Ironically, I have later seen countries capable of having good relations both with the EU and with Russia.

Tusk did well by going to Kyiv to bring some flowers in memory of the fallen. However, people continue dying in Donbas. This war could have been avoided. The Barroso Commission really messed up.

The Roundup

by Alexandra Brzozowski

The hottest news from The Capitals this morning: Labour exodus gives Corbyn a headache, Polish-Israeli spat and reform delays in Greece.

EU’s antitrust guru Margrethe Vestager is the clear favourite to succeed Commission boss Juncker, according to the results of a Europe-wide online survey unveiled in collaboration with EURACTIV today.

US lawmakers sought to reassure worried European allies of Washington’s continued commitment to transatlantic ties and NATO during a visit to Brussels.

Companies like Facebook should not be allowed to behave like ‘digital gangsters’ in the online world, a UK’s Parliament report slams the tech giant on data protection and disinformation.

Brexit takes its toll: Japanese carmaker Honda confirmed that it will shutter its Swindon factory in 2022, where 3,500 workers ply their trade. Ireland, too, expresses ‘frustration’ at the ongoing Brexit uncertainty.

EU banking watchdog investigates Estonia and Denmark failed to enforce EU rules that would have prevented one of the largest-ever money-laundering scandals affecting Danske Bank.
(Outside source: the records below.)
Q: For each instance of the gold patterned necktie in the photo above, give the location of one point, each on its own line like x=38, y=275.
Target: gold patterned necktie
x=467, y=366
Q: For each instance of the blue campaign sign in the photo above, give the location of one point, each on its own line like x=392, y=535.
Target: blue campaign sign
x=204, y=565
Overpopulation of migrant reception centres on the island of Samos has reached the point of no return, with the local community and local authorities left overwhelmed and demanding assistance from the Greek government.

Poland’s opposition parties joined forces in a “European Coalition” in order to challenge the ruling ultra-conservative Law and Justice ruling party.
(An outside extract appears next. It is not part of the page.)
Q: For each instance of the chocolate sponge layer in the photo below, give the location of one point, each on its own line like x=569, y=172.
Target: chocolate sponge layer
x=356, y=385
An Italian far-right party is aiming to change the national constitution as a means to reduce the influence of EU law over national legislation.

Meanwhile, Italian interior minister Matteo Salvini has tried to placate Sardinian farmers ahead of regional elections this week.

Mass rallies are planned in Paris and other French cities to denounce a flare-up of anti-Semitic acts which culminated in a violent tirade against a prominent writer during “yellow vest” anti-government protests last weekend.

New rules for heavy vehicle CO2 emissions came across the line in Brussels, rounding off the current generation of climate laws.

While Germany is urged to stand firm on coal phase-out, the country’s environmental organisations, on the other hand, are ‘very disappointed’ with the new ERDF Regulation.

Look out for…

Parliament’s environment committee votes on climate strategy. Visits of officials from Slovenia, (President Borut Pahor), Serbia (PM Ana Brnabić), North Macedonia (Deputy PM Bujar Osmani).